Isu kekerasan terhadap perempuan dan anak turut menjadi pembahasan penting. DPPPA menekankan perlunya pendampingan psikologis sebagai bagian dari proses rehabilitasi untuk pemulihan mental korban. Upaya ini dinilai krusial dalam memberikan perlindungan menyeluruh.
Dalam forum tersebut juga dibahas pentingnya peningkatan Indeks Pembangunan Gender (IPG) sebagai tolok ukur kesetaraan antara perempuan dan laki-laki.
Perempuan, menurut Emilda, harus diberikan kesempatan yang sama di berbagai sektor, selama memiliki kompetensi dan kemampuan yang memadai.

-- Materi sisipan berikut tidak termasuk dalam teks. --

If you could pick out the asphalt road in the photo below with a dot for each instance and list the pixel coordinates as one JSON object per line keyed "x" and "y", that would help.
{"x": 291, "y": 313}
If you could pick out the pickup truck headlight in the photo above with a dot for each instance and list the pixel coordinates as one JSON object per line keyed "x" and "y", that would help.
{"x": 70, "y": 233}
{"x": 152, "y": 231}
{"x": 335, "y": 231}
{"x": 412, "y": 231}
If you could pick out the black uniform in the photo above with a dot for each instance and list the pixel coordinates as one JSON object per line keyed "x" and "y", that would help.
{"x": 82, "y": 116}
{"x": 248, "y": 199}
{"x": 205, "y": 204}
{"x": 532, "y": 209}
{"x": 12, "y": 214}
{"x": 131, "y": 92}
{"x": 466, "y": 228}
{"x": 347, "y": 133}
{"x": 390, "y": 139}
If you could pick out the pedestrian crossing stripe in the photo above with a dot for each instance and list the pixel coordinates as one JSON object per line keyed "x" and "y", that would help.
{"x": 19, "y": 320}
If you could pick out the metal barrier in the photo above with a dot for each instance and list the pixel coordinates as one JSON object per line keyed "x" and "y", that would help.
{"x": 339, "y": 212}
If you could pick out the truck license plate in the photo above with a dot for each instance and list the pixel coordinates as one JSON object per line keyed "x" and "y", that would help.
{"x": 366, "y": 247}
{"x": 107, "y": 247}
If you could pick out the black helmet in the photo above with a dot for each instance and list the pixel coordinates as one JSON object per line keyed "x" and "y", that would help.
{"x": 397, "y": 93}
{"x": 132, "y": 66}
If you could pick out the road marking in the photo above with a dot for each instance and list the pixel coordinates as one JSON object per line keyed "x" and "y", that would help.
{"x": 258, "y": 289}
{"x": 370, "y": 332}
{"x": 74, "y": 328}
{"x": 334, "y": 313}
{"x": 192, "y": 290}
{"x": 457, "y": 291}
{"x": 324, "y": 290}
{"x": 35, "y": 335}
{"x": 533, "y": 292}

“Kita ingin perempuan memiliki akses dan peluang yang setara, baik di bidang ekonomi, pendidikan, maupun sektor lainnya,” tegasnya.
DPPPA juga mendorong dukungan dari dinas terkait untuk mewujudkan sekolah ramah anak serta Puskesmas ramah anak sebagai bagian dari ekosistem perlindungan anak yang terintegrasi.
Sementara itu, Tenaga Ahli Bupati Bengkalis, Yuhelmi, menekankan pentingnya penguatan koordinasi dan komunikasi lintas sektor, termasuk dengan para anggota DPRD, khususnya dalam pemenuhan kebutuhan tenaga psikolog untuk rehabilitasi korban.
Ia menyarankan agar dibentuk tim khusus guna memudahkan proses perencanaan dan penganggaran. Selain itu, rapat koordinasi (Rakor) diusulkan dapat dilakukan minimal dua kali dalam sebulan agar sinergi tetap berjalan meskipun dalam keterbatasan anggaran.
Yuhelmi juga menyoroti perlunya koordinasi lebih intens dengan Dinas Sosial (Dinsos), mengingat sebagian pendanaan penanganan kasus berada di instansi tersebut.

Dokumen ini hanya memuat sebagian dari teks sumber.